Writing may be seen as an exercise in self development. It’s an opportunity to crystallize thoughts and test comprehension since explaining subject matter necessarily entails that one have a good understanding of it first. While communicating universal spiritual truths, our own weaknesses, faults and deficiencies become strikingly apparent. Scribing our thoughts on paper can reveal the mysteries within. It also helps one to become more conscious of the world around them. Everyday occurrences, interactions and conversations are pregnant with insightful life lessons. Being in writing mode helps one to tune in. We may read wisdom in a book, but we see it in action in the real world.

OK, but why publish such writings? When Swami Prabhupada first arrived in New York, he published his magazine “Back to Godhead” and repeatedly insisted that every issue contain articles written by his students. He was concerned that ancient truths be carried into the modern context in suitable language and with reference to the contemporary needs, interests and concerns of the world.

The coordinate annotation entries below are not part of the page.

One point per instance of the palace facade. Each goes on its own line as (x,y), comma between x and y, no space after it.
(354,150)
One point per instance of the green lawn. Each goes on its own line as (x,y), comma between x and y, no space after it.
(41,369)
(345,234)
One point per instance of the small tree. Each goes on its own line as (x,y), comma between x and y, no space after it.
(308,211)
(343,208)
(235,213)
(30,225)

Swami Bhaktivinoda, another prolific writer, explained how many people simply study books, collect information and then store those facts, like a magistrate imprisons a criminal in jail. He labelled it “fruitless retention.” Rather, he said, one should take such knowledge, apply it in one’s life, and then creatively share it according to personal experience and taste. Thus, our writings are not a challenge to the great teachers, but rather a humble attempt to fulfil their wishes, and in some insignificant way encourage people to excavate the ancient writings for their own transcendental gems.